How does artificial intelligence impact customers?


What are banks and other leading companies doing around the world?

The Financial Times announces that “Artificial intelligence has become a strategic priority for countries around the world”. “The promise of AI is that it will imbue machines with the ability to spot patterns from data, and make decisions faster and better than humans do today, thus supercharging economies.”

Commercial Bank International (CBI) is always looking to the future and taking inspiration from innovation around the world. With this in mind Evren Altiok, <Head of Strategy> at CBI has been researching AI and reviewing how some global companies are using this new technology to enhance their customers’ experience.


So how could Artificial Intelligence (AI) positively enhance your customer experience in the UAE, in the future?


We asked Evren Altiok, Head of Strategy at CBI: Do you see a day, when companies become so intelligent, they can anticipate the products you want, before you even want them? What would this mean to our day to day lives?

Evren explains; “Some of this is happening already. For instance, when you walk into a store, your bank instantly sends an alert to your smart phone, telling you about the latest promotion in that very store – no more paying over the odds.” CBI’s Rewards App offers the Bank’s customers this service. It links Money Saving Offers to your location, but there is even further that AI can go.

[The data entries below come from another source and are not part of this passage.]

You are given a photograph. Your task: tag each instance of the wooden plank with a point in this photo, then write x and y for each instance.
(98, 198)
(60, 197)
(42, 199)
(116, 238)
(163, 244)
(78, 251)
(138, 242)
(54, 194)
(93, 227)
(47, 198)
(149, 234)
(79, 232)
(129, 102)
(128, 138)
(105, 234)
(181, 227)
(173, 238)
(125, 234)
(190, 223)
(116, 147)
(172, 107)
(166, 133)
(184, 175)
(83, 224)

For example, wouldn’t it be great if it helped to reduce paperwork? If you could be pre-approved for a loan, before you even have to fill out a form?

Some banks are using Artificial Intelligence and data analytics, to assess loan suitability. The customer no longer has to fill in forms, as the bank can electronically access alternative sources of data, such as utility payment performance, transaction history and all other digitally available data, in addition to credit bureau records to make the assessment.

Lenddo for example is an application that can be highly predictive of people’s willingness and ability to repay a loan. It helps financial inclusion, allowing people without a credit history to be able to apply for loans.

Lenddo claims their machine learning algorithms analyse up to 12,000 variables for each application in less than three minutes to generate a credit score. The results are incorporated into the lender’s existing credit-assessment platform, through easy to integrate APIs.


But what other AI technologies are out there?

Wells Fargo, one of the largest US banks, is piloting a Facebook Messenger chat bot, where a virtual banking assistant helps customers with their inquiries on account balance, most recent transactions, how much they spent on food last week and the location of the nearest ATM, among other things, using AI technology. They simply ask questions about their accounts in Facebook Messenger, and receive answers instantly, a huge time-saving convenience for busy customers.

Some insurance companies can now better predict a person’s risk of accident and differentiate their policy premium pricing accordingly. At the end of the day, why should a driver, who had no accidents ever, pay the same risk premium as another with a poor driving history?

Amazon is using its machine learning models to identify companies who need and would benefit greatly from a small business loan, especially to smooth over cashflows. The companies are selected by Amazon and for the eligible ones, the application process is very easy. Last year, Amazon lent USD 1 billion to more than 20,000 small businesses in the US, using this model.  Amazon are using data analysis to identify the cash flows of their suppliers and anticipating gaps, then offering them ways to bridge the gap.


Robo-advisors, sounds interesting? What are these? They are based on algorithms built to calibrate a financial portfolio to match the goals and risk tolerance of the user. The benefit to the customer is accessibility at anytime, anywhere, with lower costs, lower minimum investment requirements (hence broader financial inclusion) and automated monitoring to identify deviations from targeted risks and portfolio rebalancing. According to a Deutsche Bank research, in Europe, the market size and client base of robo-advisory services have doubled in 2018, compared to the previous year, reaching around EUR 14 billion assets under management and 900,000 clients, and the average returns they delivered in Germany were better than those of actively managed funds in both 2018 and 2017.

Some large global banks offer their customers the ability to deposit cheques electronically through their smartphones, eliminating the need to visit a branch or an ATM.

Artificial Intelligence is also providing customers with better protection against fraud attempts. Systems can detect unique activities or behaviours (anomalies) and flag them for security teams at banks and let the customer know someone may be interfering with their card.

This is just the start, and customers are likely to increasingly benefit from the use of AI technologies in financial services, as these tools become more sophisticated, widespread and advanced.

Evren concludes. “It is great to research all these amazing technologies. These are all sophisticated tools, which can be applied to enhance the customers experience. CBI is always looking to support the UAE’s huge focus and vision on innovation, and look at ways the banks in the UAE can start to invest and consider these advanced technologies.”

“At the end of the day, it’s all about the customer experience. Selecting technology that will enable them to do their banking faster, quicker and in a more convenient way.”

“A key part of our strategy is to always aim to put customer experience at the heart of everything we do. We are always making progress, but we recognise it is a journey, and over the next few years, AI will be a crucial part of that journey.”

Evren Altiok is the Head of Strategy, Insight and Corporate Communications at CBI and has over 20 years of international banking experience at leading global and local financial institutions.